LLM Observability

Track LLM usage, costs, and performance across all AI operations with ClickHouse-powered analytics.

Overview

The LLM Observability dashboard provides real-time visibility into every AI model invocation in M3 Forge. It aggregates data from all workflows, agents, and manual prompt executions to help you:

Monitor costs by model, workflow, and time period
Analyze token usage to optimize prompt efficiency
Track latency to identify performance bottlenecks
Debug failures by drilling into specific traces

All data is stored in ClickHouse for fast aggregation queries over millions of LLM calls.

For executor-originated calls that run through Marie’s Valkey-backed dispatch path, use LLM Dispatch Runtime to inspect live pending/in-flight requests and dispatch health. LLM Observability remains the trace and analytics layer for completed calls.

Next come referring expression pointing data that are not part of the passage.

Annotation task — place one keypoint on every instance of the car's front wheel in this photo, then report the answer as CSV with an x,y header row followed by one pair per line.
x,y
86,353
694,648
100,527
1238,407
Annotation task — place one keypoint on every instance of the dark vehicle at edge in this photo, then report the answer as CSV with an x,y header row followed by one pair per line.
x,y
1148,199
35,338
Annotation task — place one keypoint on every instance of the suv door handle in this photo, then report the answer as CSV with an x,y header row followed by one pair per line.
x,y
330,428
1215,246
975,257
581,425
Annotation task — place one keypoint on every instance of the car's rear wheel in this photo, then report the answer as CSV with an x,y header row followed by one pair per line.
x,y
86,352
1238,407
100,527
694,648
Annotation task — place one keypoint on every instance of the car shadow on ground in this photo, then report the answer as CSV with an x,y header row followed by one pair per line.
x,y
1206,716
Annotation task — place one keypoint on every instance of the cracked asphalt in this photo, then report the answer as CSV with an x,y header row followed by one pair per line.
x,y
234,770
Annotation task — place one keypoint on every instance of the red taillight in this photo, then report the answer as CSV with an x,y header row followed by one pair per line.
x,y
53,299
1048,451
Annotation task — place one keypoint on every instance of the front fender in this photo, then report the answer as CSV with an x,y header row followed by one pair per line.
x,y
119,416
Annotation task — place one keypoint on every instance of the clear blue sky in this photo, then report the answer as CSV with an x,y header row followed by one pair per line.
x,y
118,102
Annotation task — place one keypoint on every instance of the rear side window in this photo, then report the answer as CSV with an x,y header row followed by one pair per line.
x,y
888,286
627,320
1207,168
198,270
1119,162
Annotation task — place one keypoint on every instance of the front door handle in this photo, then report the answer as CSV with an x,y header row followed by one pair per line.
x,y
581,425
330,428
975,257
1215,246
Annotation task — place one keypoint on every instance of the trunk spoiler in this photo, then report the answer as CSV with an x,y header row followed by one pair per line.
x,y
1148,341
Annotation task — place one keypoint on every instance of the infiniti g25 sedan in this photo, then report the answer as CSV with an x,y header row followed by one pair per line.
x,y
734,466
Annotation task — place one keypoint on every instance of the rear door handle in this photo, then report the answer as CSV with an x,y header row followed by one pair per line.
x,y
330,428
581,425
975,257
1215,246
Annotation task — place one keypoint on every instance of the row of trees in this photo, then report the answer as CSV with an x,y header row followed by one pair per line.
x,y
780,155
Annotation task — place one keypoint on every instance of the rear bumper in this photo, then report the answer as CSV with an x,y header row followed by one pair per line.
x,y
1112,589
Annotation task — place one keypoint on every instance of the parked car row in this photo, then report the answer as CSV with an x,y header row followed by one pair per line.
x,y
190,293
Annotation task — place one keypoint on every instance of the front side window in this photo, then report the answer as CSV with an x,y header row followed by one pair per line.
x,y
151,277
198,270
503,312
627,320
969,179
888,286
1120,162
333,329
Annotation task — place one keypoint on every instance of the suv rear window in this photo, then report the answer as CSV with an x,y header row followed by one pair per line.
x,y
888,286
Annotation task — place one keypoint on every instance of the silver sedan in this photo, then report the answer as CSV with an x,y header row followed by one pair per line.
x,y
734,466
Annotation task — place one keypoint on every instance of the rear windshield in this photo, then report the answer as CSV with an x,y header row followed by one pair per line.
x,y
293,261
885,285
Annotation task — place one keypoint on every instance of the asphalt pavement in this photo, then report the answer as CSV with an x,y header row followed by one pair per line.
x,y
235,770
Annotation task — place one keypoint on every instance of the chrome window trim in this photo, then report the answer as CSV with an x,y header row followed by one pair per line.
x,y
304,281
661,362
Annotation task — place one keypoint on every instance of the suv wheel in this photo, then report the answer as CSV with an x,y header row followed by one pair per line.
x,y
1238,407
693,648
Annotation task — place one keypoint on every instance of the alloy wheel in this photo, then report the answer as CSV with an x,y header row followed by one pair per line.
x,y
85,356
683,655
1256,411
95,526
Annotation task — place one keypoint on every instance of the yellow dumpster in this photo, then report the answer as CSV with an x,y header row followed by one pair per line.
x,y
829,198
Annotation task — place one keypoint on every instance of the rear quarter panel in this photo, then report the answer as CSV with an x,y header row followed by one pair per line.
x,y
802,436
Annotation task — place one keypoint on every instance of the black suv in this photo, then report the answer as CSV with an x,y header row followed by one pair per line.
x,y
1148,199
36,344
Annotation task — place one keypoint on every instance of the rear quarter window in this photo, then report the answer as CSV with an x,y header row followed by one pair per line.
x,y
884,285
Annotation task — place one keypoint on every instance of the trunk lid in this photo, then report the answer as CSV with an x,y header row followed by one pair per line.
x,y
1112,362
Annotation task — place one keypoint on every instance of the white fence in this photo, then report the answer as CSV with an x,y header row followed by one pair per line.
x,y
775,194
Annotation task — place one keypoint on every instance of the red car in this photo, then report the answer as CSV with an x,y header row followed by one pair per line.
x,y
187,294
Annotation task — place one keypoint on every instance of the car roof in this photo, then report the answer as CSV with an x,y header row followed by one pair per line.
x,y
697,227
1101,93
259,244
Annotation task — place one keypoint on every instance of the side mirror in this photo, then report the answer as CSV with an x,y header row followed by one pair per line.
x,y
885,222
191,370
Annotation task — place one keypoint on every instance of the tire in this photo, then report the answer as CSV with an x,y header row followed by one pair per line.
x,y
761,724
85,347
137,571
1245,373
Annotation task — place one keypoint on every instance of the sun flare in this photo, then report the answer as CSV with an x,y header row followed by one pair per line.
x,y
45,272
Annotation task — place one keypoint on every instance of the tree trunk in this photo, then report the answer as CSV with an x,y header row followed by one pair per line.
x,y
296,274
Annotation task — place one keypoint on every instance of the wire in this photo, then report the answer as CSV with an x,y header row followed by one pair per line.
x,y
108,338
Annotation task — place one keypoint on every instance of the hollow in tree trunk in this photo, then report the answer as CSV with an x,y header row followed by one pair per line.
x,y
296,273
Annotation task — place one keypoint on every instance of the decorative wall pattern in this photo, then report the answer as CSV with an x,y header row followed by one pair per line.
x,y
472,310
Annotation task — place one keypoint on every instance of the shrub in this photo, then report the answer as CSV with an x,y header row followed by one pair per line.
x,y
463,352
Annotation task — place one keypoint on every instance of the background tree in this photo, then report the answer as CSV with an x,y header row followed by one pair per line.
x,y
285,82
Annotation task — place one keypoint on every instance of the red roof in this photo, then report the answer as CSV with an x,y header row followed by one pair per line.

LLM Observability dashboard showing cost breakdown by model, token usage charts, and latency metrics

Accessing the Dashboard

Navigate to Monitoring → LLM Observability in the sidebar or visit /llm-observability directly.

The dashboard displays:

Cost summary cards showing total spend, average per call, and trend vs. previous period
Token usage charts with breakdown by input vs. output tokens
Latency percentiles (p50, p95, p99) over time
Model distribution pie chart showing usage by provider and model
Trace table with filterable list of recent LLM calls

Cost Tracking

How Costs are Calculated

M3 Forge maintains an internal pricing table for all major LLM providers:

Provider	Models	Pricing Unit	Rate Source
OpenAI	GPT-4, GPT-3.5, o1	Per 1M tokens	OpenAI Pricing
Anthropic	Claude 3.5, Claude 3	Per 1M tokens	Anthropic Pricing
Google	Gemini Pro, Gemini Flash	Per 1M tokens	Google AI Pricing
Local	Custom models	$0.00	Self-hosted

Costs are computed as:


cost = (input_tokens / 1_000_000) * input_price +
       (output_tokens / 1_000_000) * output_price

Pricing is updated monthly from provider rate cards. Custom models can be configured with override pricing in Settings.

Filtering by Cost

Use the cost filter to find expensive operations:

Top spenders - Sort by total cost descending to find workflows burning budget
Cost per call - Identify inefficient prompts with high token counts
Date range - Compare costs week-over-week or month-over-month
By model - See which model tier (GPT-4 vs. GPT-3.5) drives costs

Cost Alerts

Configure budget alerts in Settings → Monitoring:


{
  "cost_alerts": [
    {
      "threshold": 100.00,
      "period": "daily",
      "notification": "slack"
    },
    {
      "threshold": 1000.00,
      "period": "monthly",
      "notification": "email"
    }
  ]
}

When spending exceeds a threshold, M3 Forge sends notifications via configured channels.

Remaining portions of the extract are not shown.